Schizofrenia, mappate le aree sensoriali
Lo studio dell’Iit individua le regioni cerebrali coinvolte. Bifone: «Ora terapie mirate»
Ora si potranno definire terapie mirate. Il centro Iit di Rovereto ha infatti individuato le regioni cerebrali coinvolte nelle distorsioni sensoriali tipiche dei malati di schizofrenia.
Lo studio, pubblicato sulla rivista internazionale «Neuroimage: Clinical», localizza le regioni cerebrali segnate da un’alterazione della connettività funzionale nelle persone affette da schizofrenia, ossia da una sorta di malfunzionamento comunicativo tra zone diverse del cervello. L’esito della ricerca, che per due anni ha impegnato gli scienziati dell’Istituto italiano di tecnologia (Iit) di Rovereto è sintetizzato da Angelo Bifone, coordinatore del gruppo di studio: «Comprendere quali siano le regioni cerebrali all’origine della malattia — spiega — è il primo passo per programmare terapie farmacologiche mirate».
Due anni di lavoro, quattro tra ricercatrici e ricercatori coinvolti, altrettante competenze nel campo della fisica, della psicologia, computer science. Ancora: 78 pazienti affetti da schizofrenia monitorati, altri 94 «sani» per comparare i dati. Lo studio, condotto dal Centro per le neuroscienze e i sistemi cognitivi (Cncs) dell’Iit di Rovereto, è stato complesso ma l’esito ripaga gli sforzi. «È un passo avanti nella comprensione dei meccanismi neurobiologici che si manifestano nella schizofrenia», rimarca Bifone che spiega il senso della ricerca. «Negli ultimi anni — dice — con l’avvento di tecniche di neuroimmagine si è dimostrato che la schizofrenia è associata alla frammentazione della connettività funzionale, ossia al malfunzionamento della comunicazione tra diverse aree della corteccia cerebrale». Tuttavia prima di questo studio non si sapeva quali fossero le aree interessate, ipotizzando quelle della corteccia frontale dove risiedono le funzioni cognitive più elevate come linguaggio e programmazione di azioni.

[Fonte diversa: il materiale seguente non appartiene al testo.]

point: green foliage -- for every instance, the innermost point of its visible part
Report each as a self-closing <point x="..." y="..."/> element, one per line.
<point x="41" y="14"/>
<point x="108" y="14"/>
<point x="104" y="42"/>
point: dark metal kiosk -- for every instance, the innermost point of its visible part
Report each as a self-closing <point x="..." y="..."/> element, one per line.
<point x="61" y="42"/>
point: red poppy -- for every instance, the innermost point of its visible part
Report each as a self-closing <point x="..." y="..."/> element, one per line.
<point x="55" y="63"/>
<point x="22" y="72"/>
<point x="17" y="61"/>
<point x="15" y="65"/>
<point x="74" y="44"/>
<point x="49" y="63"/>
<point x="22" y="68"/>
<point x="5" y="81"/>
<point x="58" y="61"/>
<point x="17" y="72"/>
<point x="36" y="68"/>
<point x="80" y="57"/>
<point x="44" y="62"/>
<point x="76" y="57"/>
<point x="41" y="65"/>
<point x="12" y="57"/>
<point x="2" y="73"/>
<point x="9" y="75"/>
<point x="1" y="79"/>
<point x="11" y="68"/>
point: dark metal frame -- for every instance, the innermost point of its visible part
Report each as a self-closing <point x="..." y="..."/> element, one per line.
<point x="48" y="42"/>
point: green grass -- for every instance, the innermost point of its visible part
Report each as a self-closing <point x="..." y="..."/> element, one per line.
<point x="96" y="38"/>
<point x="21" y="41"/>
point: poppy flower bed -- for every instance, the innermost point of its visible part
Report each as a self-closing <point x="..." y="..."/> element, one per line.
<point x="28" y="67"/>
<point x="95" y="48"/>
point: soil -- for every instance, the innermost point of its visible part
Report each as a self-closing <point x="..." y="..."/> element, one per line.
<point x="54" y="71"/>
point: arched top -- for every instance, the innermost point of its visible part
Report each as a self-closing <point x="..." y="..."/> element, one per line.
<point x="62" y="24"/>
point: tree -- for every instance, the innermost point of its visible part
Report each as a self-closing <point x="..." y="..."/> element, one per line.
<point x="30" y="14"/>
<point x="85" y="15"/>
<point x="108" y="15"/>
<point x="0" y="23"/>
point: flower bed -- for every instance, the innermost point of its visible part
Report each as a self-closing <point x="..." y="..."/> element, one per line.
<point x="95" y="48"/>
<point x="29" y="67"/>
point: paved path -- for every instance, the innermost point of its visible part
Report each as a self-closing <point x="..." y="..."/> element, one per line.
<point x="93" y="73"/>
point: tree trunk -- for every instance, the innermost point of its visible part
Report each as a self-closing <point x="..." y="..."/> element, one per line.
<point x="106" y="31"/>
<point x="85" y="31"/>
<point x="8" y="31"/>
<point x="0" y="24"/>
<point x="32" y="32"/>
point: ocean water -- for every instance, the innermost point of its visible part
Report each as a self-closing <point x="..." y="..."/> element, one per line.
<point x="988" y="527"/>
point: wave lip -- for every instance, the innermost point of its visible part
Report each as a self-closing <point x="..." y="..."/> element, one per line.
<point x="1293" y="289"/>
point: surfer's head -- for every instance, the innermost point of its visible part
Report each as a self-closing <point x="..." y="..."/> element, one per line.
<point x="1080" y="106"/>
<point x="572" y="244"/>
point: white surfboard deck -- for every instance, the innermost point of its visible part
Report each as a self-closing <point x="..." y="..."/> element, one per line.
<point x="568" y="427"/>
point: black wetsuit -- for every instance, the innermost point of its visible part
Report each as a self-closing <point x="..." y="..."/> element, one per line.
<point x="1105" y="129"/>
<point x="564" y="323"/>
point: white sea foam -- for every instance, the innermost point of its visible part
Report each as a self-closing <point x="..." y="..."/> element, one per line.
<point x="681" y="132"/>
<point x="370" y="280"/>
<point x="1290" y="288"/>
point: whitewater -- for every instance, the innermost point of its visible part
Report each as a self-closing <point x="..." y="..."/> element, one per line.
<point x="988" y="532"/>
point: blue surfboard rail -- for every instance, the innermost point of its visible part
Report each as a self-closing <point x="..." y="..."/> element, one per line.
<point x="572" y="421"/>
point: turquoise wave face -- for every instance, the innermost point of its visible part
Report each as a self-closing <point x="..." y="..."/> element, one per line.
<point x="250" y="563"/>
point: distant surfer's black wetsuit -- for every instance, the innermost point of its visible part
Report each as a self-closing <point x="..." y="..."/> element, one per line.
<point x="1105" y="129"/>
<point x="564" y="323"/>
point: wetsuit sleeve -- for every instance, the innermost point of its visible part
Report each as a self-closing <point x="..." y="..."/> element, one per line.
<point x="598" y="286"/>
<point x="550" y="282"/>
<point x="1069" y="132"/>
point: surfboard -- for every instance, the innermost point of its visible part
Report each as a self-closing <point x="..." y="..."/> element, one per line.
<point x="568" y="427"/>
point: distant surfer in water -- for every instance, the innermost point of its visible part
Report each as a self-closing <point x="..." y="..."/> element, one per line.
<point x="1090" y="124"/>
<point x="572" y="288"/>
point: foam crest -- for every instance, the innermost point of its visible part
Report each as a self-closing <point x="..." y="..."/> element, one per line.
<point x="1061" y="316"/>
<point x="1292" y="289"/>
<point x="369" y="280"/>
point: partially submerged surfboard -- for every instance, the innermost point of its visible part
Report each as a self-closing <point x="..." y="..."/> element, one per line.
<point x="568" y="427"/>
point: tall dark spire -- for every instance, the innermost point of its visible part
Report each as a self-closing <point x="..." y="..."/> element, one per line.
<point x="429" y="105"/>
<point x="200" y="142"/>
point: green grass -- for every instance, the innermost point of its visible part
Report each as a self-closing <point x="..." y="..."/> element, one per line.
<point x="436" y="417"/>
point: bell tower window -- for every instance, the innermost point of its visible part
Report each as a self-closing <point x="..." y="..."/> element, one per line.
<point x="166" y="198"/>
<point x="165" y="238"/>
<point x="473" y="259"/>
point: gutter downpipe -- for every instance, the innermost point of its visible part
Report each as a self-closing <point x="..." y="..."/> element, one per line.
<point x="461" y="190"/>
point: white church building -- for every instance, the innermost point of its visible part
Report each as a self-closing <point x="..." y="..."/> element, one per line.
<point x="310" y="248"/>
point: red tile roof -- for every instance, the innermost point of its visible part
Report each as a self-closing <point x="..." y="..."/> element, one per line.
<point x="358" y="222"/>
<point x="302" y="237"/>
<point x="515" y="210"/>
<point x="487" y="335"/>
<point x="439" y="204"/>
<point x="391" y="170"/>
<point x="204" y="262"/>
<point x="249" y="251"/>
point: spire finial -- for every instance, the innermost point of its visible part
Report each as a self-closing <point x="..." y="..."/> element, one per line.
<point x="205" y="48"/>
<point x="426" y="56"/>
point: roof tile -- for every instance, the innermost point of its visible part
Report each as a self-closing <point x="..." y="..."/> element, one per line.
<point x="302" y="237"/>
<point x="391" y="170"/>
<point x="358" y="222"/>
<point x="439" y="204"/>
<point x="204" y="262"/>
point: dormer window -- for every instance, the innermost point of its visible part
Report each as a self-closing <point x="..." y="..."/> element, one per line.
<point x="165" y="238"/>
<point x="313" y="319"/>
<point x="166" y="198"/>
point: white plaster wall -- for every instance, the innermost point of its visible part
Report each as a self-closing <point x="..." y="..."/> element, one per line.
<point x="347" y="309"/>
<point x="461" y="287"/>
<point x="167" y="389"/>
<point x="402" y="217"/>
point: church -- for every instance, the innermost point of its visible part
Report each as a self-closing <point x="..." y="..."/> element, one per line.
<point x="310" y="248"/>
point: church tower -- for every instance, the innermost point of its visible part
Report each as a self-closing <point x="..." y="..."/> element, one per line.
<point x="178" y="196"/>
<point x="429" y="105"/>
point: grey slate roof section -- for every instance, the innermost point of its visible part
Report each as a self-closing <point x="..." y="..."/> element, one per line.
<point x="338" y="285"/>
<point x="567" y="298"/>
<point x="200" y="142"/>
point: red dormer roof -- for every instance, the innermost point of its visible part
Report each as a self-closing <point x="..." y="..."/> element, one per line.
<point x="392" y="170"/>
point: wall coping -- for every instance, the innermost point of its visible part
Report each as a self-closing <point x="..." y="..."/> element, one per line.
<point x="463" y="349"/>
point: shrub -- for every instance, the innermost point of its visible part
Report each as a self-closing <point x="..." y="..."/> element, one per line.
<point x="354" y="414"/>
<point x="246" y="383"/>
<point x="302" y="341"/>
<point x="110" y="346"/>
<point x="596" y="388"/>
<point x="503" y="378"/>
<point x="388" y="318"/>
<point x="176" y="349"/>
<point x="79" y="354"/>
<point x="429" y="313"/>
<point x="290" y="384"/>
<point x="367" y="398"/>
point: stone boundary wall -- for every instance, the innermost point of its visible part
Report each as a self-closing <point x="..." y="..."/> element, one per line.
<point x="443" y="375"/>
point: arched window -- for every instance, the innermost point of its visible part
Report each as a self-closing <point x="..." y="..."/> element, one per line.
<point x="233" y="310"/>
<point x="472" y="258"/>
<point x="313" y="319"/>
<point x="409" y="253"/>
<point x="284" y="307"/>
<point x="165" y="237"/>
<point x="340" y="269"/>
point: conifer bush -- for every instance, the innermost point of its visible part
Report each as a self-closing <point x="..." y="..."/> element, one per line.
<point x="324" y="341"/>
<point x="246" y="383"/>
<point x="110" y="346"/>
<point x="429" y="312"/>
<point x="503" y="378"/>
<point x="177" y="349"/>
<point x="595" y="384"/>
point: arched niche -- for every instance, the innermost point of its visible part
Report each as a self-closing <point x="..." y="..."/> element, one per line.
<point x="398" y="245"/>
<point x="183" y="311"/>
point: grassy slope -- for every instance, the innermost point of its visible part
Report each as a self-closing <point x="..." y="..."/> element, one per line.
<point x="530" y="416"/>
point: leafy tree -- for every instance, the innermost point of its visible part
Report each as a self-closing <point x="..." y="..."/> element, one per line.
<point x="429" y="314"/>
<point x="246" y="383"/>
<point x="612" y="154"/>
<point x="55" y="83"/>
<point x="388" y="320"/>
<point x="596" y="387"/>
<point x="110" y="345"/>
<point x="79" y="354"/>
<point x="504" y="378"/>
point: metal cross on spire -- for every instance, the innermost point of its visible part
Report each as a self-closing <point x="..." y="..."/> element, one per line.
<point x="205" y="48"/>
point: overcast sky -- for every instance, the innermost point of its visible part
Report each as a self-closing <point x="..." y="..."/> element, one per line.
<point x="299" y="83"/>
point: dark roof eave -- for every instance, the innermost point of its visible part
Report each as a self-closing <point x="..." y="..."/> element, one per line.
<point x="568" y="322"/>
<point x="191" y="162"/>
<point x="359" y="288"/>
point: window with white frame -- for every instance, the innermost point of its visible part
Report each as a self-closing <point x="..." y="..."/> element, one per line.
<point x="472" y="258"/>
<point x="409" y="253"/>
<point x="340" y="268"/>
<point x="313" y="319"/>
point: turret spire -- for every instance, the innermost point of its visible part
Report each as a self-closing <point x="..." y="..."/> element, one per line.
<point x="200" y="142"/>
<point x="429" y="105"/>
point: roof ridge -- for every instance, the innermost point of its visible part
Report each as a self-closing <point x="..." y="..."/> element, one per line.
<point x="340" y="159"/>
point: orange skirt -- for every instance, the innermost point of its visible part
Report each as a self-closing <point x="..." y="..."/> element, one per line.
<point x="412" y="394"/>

Ed ecco la novità che amplifica le conoscenze scientifiche sino a oggi disponibili. La ricerca sviluppata a Rovereto contraddice la teoria più accreditata circa l’origine delle alterazioni sensoriali. Il confronto delle immagini dell’attività del cervello rilevate con la tecnica della risonanza magnetica funzionale indica invece che le aree della corteccia frontale non sono alterate, ma che avvengono alterazioni della percezione iniziale del segnale che si riverberano sulle funzioni cognitive superiori, alterandole. Per la prima autrice della ricerca, Cécile Bordier, ciò indica che «la comunicazione è già alterata ad un livello molto basso dell’elaborazione del segnale».
Lo studio attesta quindi — e per la prima volta — che la frammentazione della connettività funzionale avviene già a livello delle aree sensoriali primarie della corteccia cerebrale, quelle preposte all’elaborazione di base degli input visivi e uditivi. «Con sorpresa — rimarca Bifone — non abbiamo osservato alterazioni della connettività funzionale nelle aree cerebrali frontali».
Ora quali saranno le ricadute pratiche dopo questa scoperta? «Manteniamo cautela», premette Bifone che, tuttavia, intravede già «il primo passo per programmare terapie farmacologiche più mirate» contro la schizofrenia. Una patologia che in Italia colpisce circa 250.000 persone; 3,5 milioni in Europa e approssimativamente 24 milioni a livello mondiale.